Webseiten wie blitzer.de, radarfalle.de oder radarwarner.de haben sich darauf spezialisiert Radarfallen in Datenbanken zu sammeln und den Kunden gegen Geld zum Herunterladen zur Verfügung zu stellen.
Diese sogenannten POIs (Points of Interest) werden dann in ein spezielles Navigationsgerät als Datei geladen. Preiswerter ist das Vergnügen, wenn man ein Smartphone besitzt und eine App mit Navigationssoftware installiert hat. Dann werden diese Dateien in eine Dateiverzeichnis geladen und schon wird man rechtzeitig von den festen Radarfallen gewarnt. Immerhin sind in Deutschland fast 4.000 feste Messpunkte vorhanden.

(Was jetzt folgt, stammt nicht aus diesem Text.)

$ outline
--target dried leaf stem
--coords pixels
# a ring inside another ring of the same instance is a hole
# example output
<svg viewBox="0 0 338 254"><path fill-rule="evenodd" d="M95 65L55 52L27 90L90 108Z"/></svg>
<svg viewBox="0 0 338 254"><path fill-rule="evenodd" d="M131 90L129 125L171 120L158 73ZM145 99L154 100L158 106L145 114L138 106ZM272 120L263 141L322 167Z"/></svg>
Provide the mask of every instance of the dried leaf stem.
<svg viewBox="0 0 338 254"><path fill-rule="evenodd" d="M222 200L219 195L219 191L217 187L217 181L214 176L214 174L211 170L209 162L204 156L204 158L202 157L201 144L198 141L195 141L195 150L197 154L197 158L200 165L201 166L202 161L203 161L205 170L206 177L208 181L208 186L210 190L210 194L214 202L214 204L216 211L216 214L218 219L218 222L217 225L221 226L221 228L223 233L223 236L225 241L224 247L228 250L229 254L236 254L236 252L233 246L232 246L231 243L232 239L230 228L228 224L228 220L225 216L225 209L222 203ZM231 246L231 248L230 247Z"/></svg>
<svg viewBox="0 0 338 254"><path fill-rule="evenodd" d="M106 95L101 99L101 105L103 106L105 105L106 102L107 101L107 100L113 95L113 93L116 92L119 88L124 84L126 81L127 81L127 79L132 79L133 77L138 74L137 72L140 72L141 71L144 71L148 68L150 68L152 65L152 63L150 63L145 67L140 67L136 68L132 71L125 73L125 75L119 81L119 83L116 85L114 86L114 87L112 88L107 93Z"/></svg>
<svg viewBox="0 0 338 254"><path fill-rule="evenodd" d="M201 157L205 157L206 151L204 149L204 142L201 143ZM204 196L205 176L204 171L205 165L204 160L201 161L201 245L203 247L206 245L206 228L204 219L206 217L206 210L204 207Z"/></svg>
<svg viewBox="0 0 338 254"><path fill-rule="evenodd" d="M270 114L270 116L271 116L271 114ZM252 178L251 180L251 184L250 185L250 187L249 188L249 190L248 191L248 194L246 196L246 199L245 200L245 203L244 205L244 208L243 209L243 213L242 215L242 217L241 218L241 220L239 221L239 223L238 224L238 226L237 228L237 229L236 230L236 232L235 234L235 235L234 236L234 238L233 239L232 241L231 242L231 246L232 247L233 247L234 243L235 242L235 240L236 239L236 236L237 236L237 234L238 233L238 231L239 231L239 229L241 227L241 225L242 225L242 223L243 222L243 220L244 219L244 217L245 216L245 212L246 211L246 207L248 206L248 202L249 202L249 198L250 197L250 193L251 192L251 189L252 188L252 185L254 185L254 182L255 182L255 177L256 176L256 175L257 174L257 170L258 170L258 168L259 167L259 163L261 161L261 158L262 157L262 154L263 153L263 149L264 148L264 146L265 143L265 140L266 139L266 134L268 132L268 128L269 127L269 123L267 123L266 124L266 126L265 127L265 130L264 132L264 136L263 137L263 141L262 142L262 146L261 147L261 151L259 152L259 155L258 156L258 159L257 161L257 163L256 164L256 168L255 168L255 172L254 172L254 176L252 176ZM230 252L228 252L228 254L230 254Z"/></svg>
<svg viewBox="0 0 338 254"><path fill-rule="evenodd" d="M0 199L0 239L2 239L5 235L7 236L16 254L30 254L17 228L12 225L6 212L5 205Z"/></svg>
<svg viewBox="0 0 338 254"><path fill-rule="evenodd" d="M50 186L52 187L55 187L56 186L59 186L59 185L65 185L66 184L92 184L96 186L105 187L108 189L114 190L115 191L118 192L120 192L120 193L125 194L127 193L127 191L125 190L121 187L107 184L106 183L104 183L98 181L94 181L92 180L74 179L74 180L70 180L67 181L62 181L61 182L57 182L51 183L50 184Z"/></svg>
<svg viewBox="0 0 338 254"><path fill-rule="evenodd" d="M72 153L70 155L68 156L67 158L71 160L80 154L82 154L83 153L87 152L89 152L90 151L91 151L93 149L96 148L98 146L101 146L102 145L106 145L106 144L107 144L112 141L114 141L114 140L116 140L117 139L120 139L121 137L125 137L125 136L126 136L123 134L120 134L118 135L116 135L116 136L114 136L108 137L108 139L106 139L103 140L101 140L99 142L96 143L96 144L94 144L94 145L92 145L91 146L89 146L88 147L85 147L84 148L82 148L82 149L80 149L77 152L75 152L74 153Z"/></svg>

Manche POIs umfassen auch Orte, die die Ordnungsbehörden mit mobilen Anlagen regelmäßig oder unregelmäßig heimsuchen. Diese werden oft als Unfallschwerpunkte bezeichnet!
Der Kampf zwischen Ordnungsbehörden und Autofahrern geht weiter. Die Methoden zur Radarmessung werden immer ausgefeilter. Radarfallen in Mülltonnen sind nicht mehr der letzte Schrei. Heute verbergen sie sich in völlig unscheinbaren Säulen und werden durch im Fahrbahnbelang integrierte Induktionsschleifen ausgelöst.Zusätzlich können diese modernen Geräte auch den Abstand zum nächsten Auto messen.
Leider sind alle diese vorbeugenden Maßnahmen gegen die „Abzocke“ verboten.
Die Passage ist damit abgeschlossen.